A modprobe error occurs when creating a cGPU pod

If you see either of the following errors when creating a cGPU pod:

modprobe: ERROR: could not insert 'cgpu_procfs': Operation not permitted
modprobe: ERROR: could not insert 'km': Operation not permitted

The operating system version is not compatible with cGPU. Upgrade the cGPU component to the latest version. For instructions, see Upgrade the shared GPU scheduling component.

A cGPU pod container fails to create or exits due to timeout

This is caused by an incompatibility between cGPU versions 1.0.10 and earlier and nvidia-container-toolkit versions 1.11 and later. Upgrade the cGPU component to the latest version. For instructions, see Upgrade the shared GPU scheduling component.

The "Error occurs when creating cGPU instance: unknown" error appears

cGPU supports a maximum of 20 pods per GPU. If the number of pods scheduled to a GPU exceeds this limit, subsequent pods cannot run and this error appears. Keep the number of pods per GPU at 20 or fewer.

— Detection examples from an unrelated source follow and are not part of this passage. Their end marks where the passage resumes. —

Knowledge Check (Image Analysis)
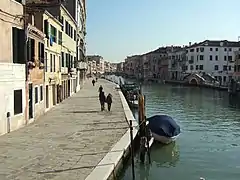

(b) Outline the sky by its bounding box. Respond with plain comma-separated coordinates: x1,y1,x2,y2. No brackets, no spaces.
87,0,240,62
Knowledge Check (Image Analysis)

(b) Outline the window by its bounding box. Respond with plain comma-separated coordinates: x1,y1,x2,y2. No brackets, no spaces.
40,86,43,101
44,20,49,38
74,30,77,41
53,55,56,72
45,52,48,72
51,25,57,43
223,76,227,82
50,54,53,72
12,27,25,64
223,65,227,71
35,87,38,104
61,52,65,67
58,31,62,45
228,56,232,61
14,89,23,115
38,42,44,63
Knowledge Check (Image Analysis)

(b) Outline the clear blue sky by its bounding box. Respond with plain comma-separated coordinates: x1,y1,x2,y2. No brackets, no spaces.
87,0,240,62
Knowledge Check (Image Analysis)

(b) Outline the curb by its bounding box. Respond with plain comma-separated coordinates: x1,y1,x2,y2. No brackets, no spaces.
85,78,138,180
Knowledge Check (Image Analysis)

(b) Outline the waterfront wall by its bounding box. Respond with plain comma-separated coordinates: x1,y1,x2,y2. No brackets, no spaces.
86,78,138,180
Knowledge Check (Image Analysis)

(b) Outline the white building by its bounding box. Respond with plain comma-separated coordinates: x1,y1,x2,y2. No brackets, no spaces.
168,47,186,80
186,40,240,85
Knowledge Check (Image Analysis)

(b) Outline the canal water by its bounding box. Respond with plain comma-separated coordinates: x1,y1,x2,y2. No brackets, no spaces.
114,77,240,180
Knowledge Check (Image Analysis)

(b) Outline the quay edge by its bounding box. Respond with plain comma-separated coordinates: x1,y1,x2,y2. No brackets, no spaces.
85,79,138,180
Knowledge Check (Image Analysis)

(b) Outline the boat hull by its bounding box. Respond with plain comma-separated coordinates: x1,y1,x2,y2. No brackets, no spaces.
152,132,180,144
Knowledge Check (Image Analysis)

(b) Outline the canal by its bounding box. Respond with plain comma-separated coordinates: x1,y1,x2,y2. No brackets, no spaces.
120,81,240,180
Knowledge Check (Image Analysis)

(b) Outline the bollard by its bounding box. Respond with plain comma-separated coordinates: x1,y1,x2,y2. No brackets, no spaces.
7,112,11,133
140,137,147,163
130,120,135,180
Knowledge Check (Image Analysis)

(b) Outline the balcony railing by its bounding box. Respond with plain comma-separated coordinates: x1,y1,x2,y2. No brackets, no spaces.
78,61,87,70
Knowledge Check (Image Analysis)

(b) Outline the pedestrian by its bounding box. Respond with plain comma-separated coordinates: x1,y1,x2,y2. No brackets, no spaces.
98,85,103,93
99,91,106,111
106,93,112,111
92,79,95,86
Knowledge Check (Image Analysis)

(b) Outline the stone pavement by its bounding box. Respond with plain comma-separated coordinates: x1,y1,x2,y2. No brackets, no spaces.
0,80,127,180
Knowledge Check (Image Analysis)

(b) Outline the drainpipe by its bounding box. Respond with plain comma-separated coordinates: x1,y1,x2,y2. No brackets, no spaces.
23,2,29,125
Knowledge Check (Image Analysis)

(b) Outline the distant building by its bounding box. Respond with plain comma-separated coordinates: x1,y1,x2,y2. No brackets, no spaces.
116,62,124,72
87,55,105,74
186,40,240,85
168,47,186,80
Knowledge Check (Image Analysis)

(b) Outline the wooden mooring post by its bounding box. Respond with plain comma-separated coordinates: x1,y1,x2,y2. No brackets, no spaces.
129,120,135,180
138,86,151,164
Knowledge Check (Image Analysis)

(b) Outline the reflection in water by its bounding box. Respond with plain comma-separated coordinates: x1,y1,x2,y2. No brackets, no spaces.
118,79,240,180
151,142,180,167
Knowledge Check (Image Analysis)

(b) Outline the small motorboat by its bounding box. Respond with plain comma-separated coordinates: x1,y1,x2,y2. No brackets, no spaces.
147,115,181,144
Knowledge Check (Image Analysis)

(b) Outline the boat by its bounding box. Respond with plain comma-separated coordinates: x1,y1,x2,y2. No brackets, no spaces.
147,115,181,144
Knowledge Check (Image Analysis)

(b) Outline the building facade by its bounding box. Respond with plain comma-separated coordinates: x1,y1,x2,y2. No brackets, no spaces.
34,11,62,111
26,14,45,123
64,0,88,90
0,0,26,134
168,47,186,81
186,40,240,85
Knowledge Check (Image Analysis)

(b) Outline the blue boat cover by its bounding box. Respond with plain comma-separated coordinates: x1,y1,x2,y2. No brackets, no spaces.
147,115,181,137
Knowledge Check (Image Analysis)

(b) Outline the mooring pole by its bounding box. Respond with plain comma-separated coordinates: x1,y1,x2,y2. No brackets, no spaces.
130,120,135,180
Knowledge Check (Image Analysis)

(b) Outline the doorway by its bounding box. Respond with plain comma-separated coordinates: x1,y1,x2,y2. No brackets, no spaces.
46,85,49,109
52,84,56,106
28,84,33,119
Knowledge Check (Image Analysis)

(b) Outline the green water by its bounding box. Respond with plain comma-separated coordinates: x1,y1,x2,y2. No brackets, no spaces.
120,85,240,180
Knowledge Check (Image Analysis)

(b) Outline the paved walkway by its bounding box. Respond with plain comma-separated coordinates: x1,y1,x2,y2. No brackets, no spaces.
0,80,127,180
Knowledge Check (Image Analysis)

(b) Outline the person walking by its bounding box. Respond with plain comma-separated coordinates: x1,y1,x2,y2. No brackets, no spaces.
98,85,103,93
106,93,112,111
99,91,106,111
92,79,95,86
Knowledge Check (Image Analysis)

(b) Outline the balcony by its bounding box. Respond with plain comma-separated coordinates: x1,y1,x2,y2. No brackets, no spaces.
188,60,193,64
78,61,87,70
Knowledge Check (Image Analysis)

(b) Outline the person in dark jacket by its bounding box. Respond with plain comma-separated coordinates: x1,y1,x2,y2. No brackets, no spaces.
106,93,112,111
92,79,95,86
98,85,103,93
99,91,106,111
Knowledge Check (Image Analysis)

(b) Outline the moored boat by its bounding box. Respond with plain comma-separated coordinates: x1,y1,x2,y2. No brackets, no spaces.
147,115,181,144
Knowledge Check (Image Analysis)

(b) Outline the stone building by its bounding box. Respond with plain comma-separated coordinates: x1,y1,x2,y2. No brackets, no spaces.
0,0,26,134
26,14,45,123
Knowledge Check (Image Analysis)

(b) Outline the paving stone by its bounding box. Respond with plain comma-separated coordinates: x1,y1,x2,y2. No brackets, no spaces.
0,80,127,180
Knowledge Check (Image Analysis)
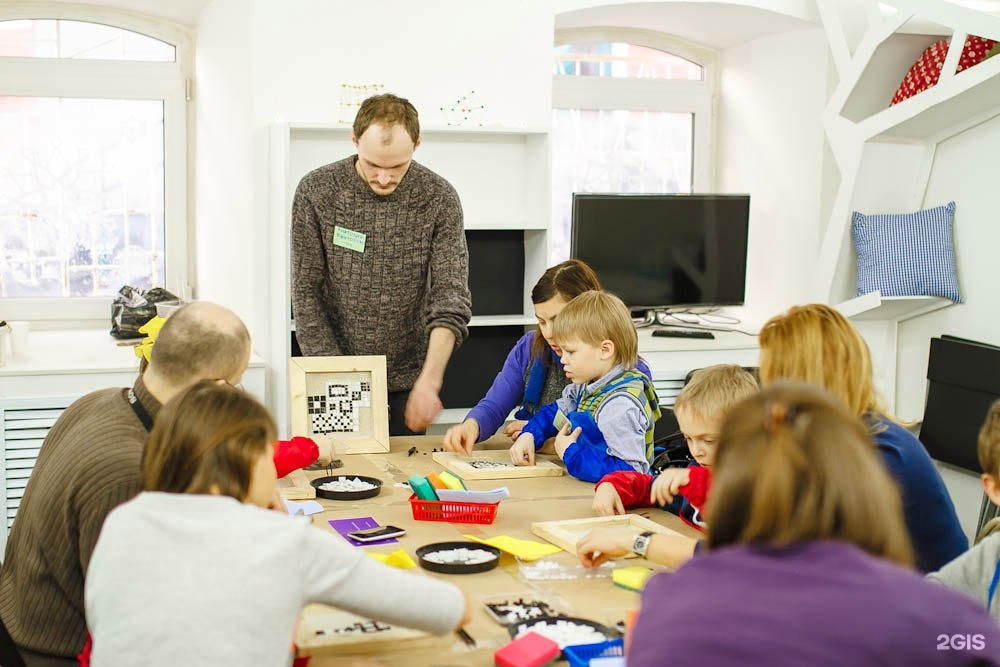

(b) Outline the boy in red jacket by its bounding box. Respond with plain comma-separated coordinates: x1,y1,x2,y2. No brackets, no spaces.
577,364,759,567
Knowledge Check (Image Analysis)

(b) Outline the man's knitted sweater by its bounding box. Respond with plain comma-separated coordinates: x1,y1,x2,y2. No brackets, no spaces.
291,156,472,391
0,378,160,658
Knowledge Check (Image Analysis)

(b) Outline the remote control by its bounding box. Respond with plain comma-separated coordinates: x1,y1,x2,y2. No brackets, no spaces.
653,329,715,338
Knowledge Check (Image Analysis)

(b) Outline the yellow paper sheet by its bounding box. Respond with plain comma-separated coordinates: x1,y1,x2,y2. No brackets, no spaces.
611,565,653,592
463,535,562,561
368,549,417,570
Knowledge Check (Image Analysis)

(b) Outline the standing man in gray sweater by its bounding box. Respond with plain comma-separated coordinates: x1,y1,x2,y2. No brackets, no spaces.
291,94,472,435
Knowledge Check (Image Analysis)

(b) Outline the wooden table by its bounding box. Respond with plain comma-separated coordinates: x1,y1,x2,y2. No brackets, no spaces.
303,436,698,667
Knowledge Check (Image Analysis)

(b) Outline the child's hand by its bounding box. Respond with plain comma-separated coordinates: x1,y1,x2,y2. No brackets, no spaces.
443,419,479,456
576,528,635,567
503,419,528,442
590,482,625,516
554,422,583,459
649,468,691,505
510,433,535,466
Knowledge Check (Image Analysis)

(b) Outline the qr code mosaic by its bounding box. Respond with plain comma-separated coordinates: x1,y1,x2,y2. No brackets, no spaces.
306,382,372,435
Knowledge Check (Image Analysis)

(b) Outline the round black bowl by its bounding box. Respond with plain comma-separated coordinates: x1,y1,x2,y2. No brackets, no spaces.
417,542,500,574
507,616,618,655
309,475,382,500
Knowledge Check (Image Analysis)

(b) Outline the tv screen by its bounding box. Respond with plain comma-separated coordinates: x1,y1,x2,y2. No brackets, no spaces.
571,193,750,310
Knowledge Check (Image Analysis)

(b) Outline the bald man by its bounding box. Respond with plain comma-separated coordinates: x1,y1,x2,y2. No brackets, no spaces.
0,302,250,667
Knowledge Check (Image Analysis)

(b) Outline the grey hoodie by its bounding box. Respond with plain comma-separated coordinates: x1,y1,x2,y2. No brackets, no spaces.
927,533,1000,621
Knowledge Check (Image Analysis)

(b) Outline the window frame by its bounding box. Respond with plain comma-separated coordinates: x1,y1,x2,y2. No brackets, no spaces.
552,27,718,192
0,6,191,325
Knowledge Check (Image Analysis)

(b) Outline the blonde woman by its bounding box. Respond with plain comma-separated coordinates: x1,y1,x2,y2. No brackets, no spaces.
760,304,969,572
628,384,1000,667
84,381,468,667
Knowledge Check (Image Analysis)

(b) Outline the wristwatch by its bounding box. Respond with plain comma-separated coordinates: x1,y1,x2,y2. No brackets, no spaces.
632,530,653,558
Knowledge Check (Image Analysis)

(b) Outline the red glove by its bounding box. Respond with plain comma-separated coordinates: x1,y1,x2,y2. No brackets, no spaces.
274,435,319,477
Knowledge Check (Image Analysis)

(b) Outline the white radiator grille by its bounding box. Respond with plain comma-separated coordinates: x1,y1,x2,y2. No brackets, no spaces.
0,396,77,557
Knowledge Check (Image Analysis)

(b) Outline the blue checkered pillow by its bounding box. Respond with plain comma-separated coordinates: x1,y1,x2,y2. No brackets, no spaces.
851,202,962,303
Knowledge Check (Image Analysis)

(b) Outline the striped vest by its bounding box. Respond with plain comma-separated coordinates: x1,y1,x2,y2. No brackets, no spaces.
576,369,660,461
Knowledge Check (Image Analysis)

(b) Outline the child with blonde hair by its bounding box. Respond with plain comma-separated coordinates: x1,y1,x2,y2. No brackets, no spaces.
759,303,969,572
84,381,468,667
628,383,1000,667
927,401,1000,621
577,364,758,567
510,291,660,482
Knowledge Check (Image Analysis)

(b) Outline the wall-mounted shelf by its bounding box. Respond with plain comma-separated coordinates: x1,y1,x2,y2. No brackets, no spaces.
860,58,1000,141
834,291,953,322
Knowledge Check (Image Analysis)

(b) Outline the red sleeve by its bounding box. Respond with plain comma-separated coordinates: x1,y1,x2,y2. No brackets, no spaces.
678,466,712,511
594,470,653,508
274,435,319,477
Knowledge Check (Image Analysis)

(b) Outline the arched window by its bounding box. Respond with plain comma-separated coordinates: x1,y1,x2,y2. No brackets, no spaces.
0,15,187,319
552,28,715,263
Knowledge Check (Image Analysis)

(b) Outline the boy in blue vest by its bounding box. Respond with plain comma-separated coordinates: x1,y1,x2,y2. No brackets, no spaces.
510,291,660,482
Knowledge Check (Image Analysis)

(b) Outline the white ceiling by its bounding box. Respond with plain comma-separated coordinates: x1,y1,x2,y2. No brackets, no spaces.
556,2,819,49
35,0,212,30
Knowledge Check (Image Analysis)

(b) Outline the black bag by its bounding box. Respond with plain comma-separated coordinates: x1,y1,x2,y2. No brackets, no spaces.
111,285,177,338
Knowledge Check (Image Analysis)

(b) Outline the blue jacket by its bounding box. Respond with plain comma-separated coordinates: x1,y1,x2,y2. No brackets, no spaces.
465,331,653,442
871,415,969,572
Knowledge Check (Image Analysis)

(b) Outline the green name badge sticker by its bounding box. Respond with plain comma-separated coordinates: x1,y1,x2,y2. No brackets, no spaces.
333,225,368,252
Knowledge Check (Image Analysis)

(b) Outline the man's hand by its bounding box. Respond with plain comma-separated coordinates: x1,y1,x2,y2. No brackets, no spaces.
649,468,691,505
403,378,444,433
576,528,635,567
554,422,583,459
503,419,528,442
590,482,625,516
443,419,479,456
510,433,535,466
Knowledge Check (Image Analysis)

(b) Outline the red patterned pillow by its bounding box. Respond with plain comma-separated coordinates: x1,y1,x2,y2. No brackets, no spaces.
889,35,997,106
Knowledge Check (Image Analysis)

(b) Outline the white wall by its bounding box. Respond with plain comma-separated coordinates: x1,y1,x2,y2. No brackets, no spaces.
192,0,257,328
717,30,829,323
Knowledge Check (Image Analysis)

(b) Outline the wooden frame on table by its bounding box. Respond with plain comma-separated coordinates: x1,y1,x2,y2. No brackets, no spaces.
288,355,389,454
432,449,563,479
531,514,681,558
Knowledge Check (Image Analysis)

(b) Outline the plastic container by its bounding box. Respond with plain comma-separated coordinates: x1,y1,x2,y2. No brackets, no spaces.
410,495,500,523
563,639,625,667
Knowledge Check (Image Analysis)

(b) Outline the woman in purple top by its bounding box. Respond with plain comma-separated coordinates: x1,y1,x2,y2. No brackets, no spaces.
444,259,651,454
628,383,1000,667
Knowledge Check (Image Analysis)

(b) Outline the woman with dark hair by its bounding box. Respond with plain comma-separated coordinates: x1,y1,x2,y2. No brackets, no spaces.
628,383,1000,667
444,259,651,454
85,381,468,667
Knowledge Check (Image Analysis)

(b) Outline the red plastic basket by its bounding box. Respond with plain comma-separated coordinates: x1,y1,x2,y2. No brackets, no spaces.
410,495,500,523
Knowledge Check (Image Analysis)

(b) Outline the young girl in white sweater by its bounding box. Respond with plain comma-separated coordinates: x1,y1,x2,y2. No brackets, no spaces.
85,382,468,667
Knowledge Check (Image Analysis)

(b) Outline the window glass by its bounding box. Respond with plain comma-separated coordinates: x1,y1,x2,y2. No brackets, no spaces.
0,19,177,62
0,96,165,297
552,109,694,261
555,42,704,81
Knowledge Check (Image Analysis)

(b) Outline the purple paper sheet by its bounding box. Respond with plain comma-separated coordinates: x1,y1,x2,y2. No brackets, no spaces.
330,516,399,547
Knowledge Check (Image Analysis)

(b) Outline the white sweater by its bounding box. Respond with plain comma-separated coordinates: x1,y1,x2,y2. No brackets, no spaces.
84,492,464,667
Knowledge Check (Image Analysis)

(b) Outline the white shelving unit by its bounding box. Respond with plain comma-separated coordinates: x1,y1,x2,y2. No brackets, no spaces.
268,122,552,435
834,291,953,411
815,0,1000,410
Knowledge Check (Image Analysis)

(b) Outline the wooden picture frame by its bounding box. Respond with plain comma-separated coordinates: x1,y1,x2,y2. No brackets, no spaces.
288,355,389,454
531,514,681,558
431,449,563,479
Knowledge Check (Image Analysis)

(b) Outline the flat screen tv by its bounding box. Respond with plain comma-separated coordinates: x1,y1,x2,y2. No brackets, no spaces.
571,193,750,311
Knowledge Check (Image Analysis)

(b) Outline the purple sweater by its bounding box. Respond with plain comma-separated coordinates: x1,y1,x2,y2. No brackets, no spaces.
628,542,1000,667
465,331,653,442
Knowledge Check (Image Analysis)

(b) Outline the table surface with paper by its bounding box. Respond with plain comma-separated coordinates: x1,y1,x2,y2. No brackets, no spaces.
286,436,698,667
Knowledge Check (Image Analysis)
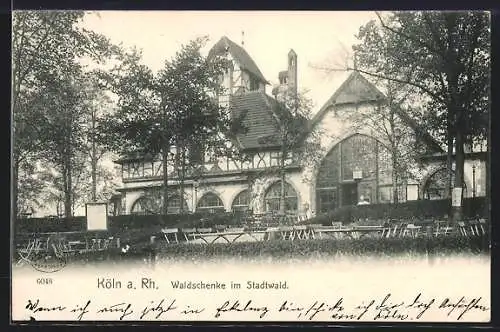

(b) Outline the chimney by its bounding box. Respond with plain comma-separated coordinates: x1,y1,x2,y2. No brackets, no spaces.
287,49,297,96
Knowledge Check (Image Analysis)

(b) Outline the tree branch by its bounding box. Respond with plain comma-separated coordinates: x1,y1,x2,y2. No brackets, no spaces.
375,12,441,55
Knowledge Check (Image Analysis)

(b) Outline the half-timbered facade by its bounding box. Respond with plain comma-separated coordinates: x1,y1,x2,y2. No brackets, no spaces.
111,37,486,215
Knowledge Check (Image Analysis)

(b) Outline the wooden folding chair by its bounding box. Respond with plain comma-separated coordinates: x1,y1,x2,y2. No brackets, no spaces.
293,226,308,240
161,228,179,244
479,218,486,235
278,226,295,241
181,228,196,242
403,224,422,237
458,221,468,236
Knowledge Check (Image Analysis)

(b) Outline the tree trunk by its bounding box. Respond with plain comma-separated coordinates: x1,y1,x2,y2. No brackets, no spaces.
179,146,186,214
484,125,491,219
161,147,168,218
90,111,97,202
280,169,286,215
11,158,19,218
444,118,454,199
64,153,73,218
452,115,465,222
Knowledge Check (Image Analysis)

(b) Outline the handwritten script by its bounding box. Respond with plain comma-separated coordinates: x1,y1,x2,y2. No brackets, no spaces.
25,293,490,321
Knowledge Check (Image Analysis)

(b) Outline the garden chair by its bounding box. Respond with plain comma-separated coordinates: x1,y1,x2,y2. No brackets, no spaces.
293,225,309,240
278,226,295,241
181,228,196,242
307,224,323,239
403,224,422,238
161,228,179,244
458,221,469,236
214,225,228,233
434,220,453,236
479,218,487,235
332,221,342,229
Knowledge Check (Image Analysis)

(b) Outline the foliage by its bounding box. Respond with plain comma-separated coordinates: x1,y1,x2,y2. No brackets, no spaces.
96,38,243,214
12,11,120,215
354,11,491,218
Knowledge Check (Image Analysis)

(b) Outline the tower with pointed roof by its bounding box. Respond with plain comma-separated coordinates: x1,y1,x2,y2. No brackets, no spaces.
208,36,269,106
272,49,297,98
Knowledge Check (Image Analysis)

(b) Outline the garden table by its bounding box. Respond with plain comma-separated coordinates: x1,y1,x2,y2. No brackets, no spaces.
161,228,179,243
185,229,267,244
313,226,384,239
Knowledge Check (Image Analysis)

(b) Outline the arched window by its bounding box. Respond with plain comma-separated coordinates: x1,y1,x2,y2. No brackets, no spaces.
231,189,250,211
130,191,188,215
130,192,161,215
197,193,224,212
423,168,467,200
264,181,298,212
316,134,392,213
167,195,188,214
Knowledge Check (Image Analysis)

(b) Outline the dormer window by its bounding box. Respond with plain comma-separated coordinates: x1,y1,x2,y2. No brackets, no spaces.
250,77,259,91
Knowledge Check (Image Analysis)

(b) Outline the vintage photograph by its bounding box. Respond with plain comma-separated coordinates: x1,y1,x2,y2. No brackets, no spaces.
11,10,491,324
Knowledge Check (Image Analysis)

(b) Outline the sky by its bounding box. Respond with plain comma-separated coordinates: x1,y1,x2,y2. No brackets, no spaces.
83,11,376,113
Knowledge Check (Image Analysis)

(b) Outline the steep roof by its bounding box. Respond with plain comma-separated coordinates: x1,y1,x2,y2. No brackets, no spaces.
230,91,286,149
310,71,443,151
311,71,385,125
208,36,269,84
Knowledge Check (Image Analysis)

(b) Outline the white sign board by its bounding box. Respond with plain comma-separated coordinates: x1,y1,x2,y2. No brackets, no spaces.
451,187,462,207
85,203,108,231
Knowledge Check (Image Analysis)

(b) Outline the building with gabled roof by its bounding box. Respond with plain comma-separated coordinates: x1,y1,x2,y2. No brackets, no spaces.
112,36,486,216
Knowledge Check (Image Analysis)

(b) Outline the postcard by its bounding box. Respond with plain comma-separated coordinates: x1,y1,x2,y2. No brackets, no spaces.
11,10,491,324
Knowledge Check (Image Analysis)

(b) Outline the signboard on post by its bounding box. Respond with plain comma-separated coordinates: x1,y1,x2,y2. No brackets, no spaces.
85,202,108,231
451,187,462,207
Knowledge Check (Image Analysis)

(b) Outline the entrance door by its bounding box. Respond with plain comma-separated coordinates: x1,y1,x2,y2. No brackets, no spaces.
317,188,337,213
342,183,358,206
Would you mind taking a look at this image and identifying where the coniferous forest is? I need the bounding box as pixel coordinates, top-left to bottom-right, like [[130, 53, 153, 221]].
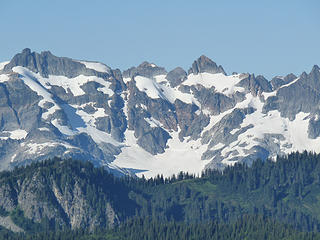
[[0, 152, 320, 239]]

The "Failed to initialize NVML" error appears when running nvidia-smi

Running nvidia-smi in a pod that uses shared GPU scheduling resources returns:

Failed to initialize NVML: GPU access blocked by operating system

This is caused by an incompatibility between cGPU versions 1.5.2 and earlier and GPU driver versions released after July 2023. For a list of GPU driver release dates, see GPU Driver Release Dates. For the default GPU driver versions supported by ACK cluster versions, see List of NVIDIA driver versions supported by ACK.

Upgrade the cGPU component to the latest version. For instructions, see Upgrade the shared GPU scheduling component.